Local Phasor-Based Control of der Inverters for Voltage Regulation on Distribution Feeders

We introduce a new control paradigm termed Phasor-Based Control (PBC) to coordinate Distributed Energy Resources (DER) for improved voltage regulation and other objectives. PBC is a multi-layer control framework where the state of the distribution grid is represented by voltage phasors, and Phasor Measurement Units (PMUs) measure the state at critical points in the distribution grid. In the PBC paradigm, a supervisory controller (S-PBC) sets phasor targets which local controllers track. In this paper, we propose a Proportional Integral (PI) implementation for the local control layer (LPBC), to regulate real and reactive power output of distributed inverters to track a voltage phasor target computed by the supervisory layer.
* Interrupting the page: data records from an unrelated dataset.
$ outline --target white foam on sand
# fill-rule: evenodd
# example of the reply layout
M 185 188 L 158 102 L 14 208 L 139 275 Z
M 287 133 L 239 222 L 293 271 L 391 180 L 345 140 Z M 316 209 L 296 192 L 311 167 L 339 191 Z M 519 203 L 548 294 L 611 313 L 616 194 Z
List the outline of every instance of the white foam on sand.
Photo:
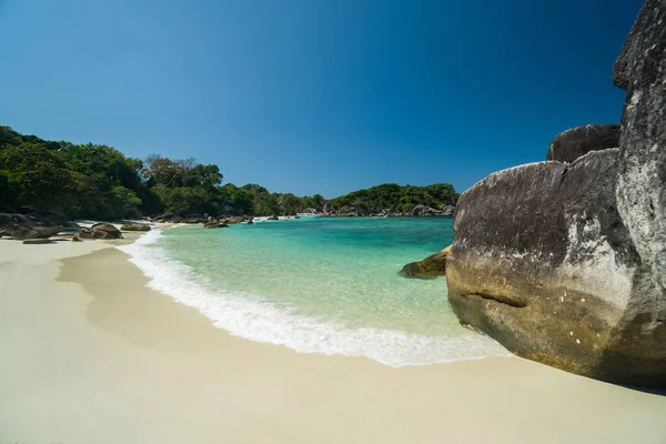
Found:
M 254 294 L 214 289 L 191 266 L 167 259 L 165 251 L 155 245 L 161 236 L 160 230 L 153 230 L 118 249 L 128 253 L 130 261 L 150 279 L 149 287 L 196 307 L 216 327 L 233 335 L 284 345 L 300 353 L 365 356 L 394 367 L 511 355 L 495 341 L 472 331 L 445 337 L 384 329 L 352 330 L 299 315 L 293 307 Z

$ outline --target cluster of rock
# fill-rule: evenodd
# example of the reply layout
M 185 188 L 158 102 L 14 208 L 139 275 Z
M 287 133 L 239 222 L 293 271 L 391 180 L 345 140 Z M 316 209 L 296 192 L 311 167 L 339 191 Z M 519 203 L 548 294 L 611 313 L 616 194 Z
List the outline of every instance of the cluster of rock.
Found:
M 223 228 L 225 225 L 235 224 L 235 223 L 252 223 L 254 218 L 251 215 L 242 215 L 242 216 L 232 216 L 232 215 L 219 215 L 211 216 L 208 214 L 186 214 L 186 215 L 178 215 L 178 214 L 162 214 L 158 218 L 154 218 L 153 222 L 159 223 L 185 223 L 185 224 L 200 224 L 204 225 L 204 228 Z M 208 226 L 206 226 L 208 225 Z
M 0 213 L 0 238 L 8 236 L 26 244 L 54 243 L 56 241 L 81 242 L 95 239 L 123 239 L 122 232 L 145 232 L 150 225 L 129 223 L 120 230 L 110 223 L 95 223 L 90 228 L 69 222 L 57 212 L 30 211 L 26 214 Z
M 379 211 L 365 211 L 355 206 L 344 206 L 340 210 L 335 210 L 333 206 L 324 206 L 321 215 L 324 218 L 428 216 L 453 215 L 454 210 L 454 205 L 443 205 L 441 210 L 437 210 L 421 204 L 414 206 L 410 211 L 403 212 L 395 212 L 389 208 Z
M 573 373 L 666 386 L 666 3 L 615 64 L 622 125 L 555 138 L 546 162 L 465 192 L 447 256 L 460 320 Z

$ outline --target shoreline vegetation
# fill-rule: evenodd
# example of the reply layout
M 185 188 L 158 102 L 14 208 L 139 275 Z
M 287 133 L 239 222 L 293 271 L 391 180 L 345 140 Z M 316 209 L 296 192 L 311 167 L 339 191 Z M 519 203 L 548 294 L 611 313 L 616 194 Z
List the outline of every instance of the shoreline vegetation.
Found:
M 222 184 L 214 164 L 158 154 L 128 158 L 104 144 L 74 144 L 0 127 L 0 212 L 56 212 L 62 219 L 160 221 L 238 216 L 452 215 L 448 183 L 381 184 L 326 200 L 271 193 L 258 184 Z

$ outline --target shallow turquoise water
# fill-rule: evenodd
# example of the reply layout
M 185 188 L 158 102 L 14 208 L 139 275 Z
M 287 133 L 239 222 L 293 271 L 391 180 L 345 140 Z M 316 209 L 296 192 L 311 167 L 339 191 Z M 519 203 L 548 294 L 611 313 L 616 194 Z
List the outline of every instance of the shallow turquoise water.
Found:
M 123 249 L 151 286 L 249 339 L 390 365 L 502 355 L 458 324 L 445 279 L 398 274 L 452 240 L 451 218 L 300 219 L 182 226 Z

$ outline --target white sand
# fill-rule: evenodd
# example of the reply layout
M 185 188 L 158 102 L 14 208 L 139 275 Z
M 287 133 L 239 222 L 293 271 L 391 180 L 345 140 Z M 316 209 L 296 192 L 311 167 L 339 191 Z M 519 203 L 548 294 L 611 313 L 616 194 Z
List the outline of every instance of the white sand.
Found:
M 1 444 L 666 443 L 666 396 L 517 357 L 396 370 L 229 336 L 113 242 L 0 241 Z

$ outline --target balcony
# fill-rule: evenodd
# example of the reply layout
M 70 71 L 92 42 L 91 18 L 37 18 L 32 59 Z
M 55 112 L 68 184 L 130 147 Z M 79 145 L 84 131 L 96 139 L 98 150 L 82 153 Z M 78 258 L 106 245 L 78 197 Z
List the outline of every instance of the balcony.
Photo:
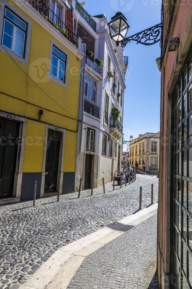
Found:
M 91 16 L 85 11 L 77 0 L 75 4 L 75 10 L 80 14 L 81 16 L 85 20 L 87 23 L 96 32 L 96 22 Z
M 78 38 L 77 36 L 42 0 L 36 0 L 35 1 L 34 0 L 33 1 L 32 0 L 26 0 L 26 2 L 44 18 L 45 20 L 48 21 L 59 32 L 77 47 Z
M 85 62 L 86 64 L 91 67 L 92 69 L 96 71 L 99 74 L 100 74 L 101 68 L 99 67 L 97 63 L 95 62 L 95 60 L 93 57 L 90 57 L 88 55 L 86 55 Z
M 110 117 L 110 133 L 117 139 L 123 136 L 123 127 L 117 118 Z
M 87 99 L 84 99 L 84 111 L 94 116 L 100 118 L 100 108 Z

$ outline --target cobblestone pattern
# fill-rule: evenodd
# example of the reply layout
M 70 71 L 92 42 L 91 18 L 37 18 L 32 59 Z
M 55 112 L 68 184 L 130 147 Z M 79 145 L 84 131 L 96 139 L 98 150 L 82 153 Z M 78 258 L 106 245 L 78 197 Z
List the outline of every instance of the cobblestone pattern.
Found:
M 67 288 L 157 289 L 156 215 L 86 257 Z
M 138 209 L 139 188 L 142 206 L 158 201 L 156 178 L 138 174 L 136 182 L 121 189 L 112 183 L 81 192 L 0 206 L 0 289 L 22 284 L 60 247 L 132 214 Z

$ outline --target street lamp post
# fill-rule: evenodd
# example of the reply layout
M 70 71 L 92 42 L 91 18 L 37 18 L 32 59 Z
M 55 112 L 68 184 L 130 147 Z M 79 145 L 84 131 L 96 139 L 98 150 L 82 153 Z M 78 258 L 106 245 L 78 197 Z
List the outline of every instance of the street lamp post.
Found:
M 121 43 L 122 47 L 124 47 L 132 40 L 136 41 L 137 44 L 139 43 L 147 45 L 152 45 L 160 41 L 161 23 L 126 37 L 130 27 L 127 20 L 121 12 L 117 12 L 108 23 L 111 38 L 117 46 Z

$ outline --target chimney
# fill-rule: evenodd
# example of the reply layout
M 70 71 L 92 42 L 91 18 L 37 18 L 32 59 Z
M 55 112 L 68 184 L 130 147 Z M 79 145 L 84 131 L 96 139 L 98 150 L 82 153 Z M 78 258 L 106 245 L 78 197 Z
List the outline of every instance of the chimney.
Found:
M 82 1 L 81 2 L 79 2 L 79 4 L 81 5 L 83 9 L 85 9 L 85 5 L 86 4 L 86 1 Z

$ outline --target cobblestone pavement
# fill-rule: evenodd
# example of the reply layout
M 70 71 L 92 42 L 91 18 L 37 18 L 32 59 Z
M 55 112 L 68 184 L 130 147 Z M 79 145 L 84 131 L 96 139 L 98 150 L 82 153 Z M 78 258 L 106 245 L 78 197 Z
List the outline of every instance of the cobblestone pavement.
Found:
M 156 215 L 86 257 L 68 288 L 159 288 Z
M 60 247 L 129 215 L 139 207 L 140 185 L 142 207 L 158 201 L 158 179 L 138 174 L 136 181 L 121 189 L 112 183 L 78 193 L 0 206 L 0 288 L 22 284 Z

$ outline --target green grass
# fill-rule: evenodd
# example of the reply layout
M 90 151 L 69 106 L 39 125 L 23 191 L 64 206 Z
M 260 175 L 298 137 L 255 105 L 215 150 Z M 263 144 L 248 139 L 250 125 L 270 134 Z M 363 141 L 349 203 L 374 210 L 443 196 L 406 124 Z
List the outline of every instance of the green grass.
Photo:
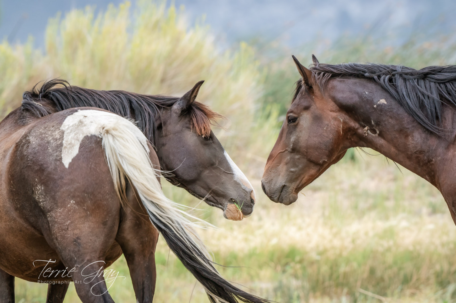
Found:
M 231 267 L 220 268 L 224 277 L 281 302 L 456 302 L 456 228 L 446 203 L 435 188 L 383 156 L 349 150 L 289 206 L 263 193 L 266 159 L 299 77 L 288 50 L 271 58 L 241 43 L 221 52 L 207 25 L 189 26 L 180 10 L 145 0 L 130 6 L 111 6 L 98 16 L 88 7 L 52 20 L 44 53 L 31 40 L 0 45 L 3 113 L 19 105 L 24 91 L 57 76 L 93 88 L 176 95 L 205 80 L 199 100 L 228 118 L 222 123 L 229 131 L 213 130 L 255 187 L 254 211 L 228 221 L 182 189 L 164 182 L 163 190 L 220 227 L 200 234 L 215 261 Z M 294 54 L 305 65 L 313 52 L 322 63 L 418 68 L 454 63 L 453 38 L 389 46 L 343 37 Z M 155 302 L 208 302 L 161 239 L 156 260 Z M 123 258 L 113 267 L 127 277 L 115 282 L 113 297 L 135 302 Z M 16 302 L 44 302 L 46 289 L 17 279 Z M 65 302 L 80 302 L 73 286 Z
We tune the PI controller gains offline with a genetic algorithm that yields better performance than the Ziegler-Nichols method. We benchmark the proposed L-PBC controller against droop volt-var control (DVVC) and observe improved voltage regulation in simulation on the IEEE 13 node unbalanced test feeder (IEEE 13NF). By means of numerical simulation we observe the response of the L-PBC controllers to small and large grid disturbances. Simulations on larger feeders, IEEE 123-node and 647-node, demonstrate challenges with tuning controllers in setups with different amounts of power-voltage coupling.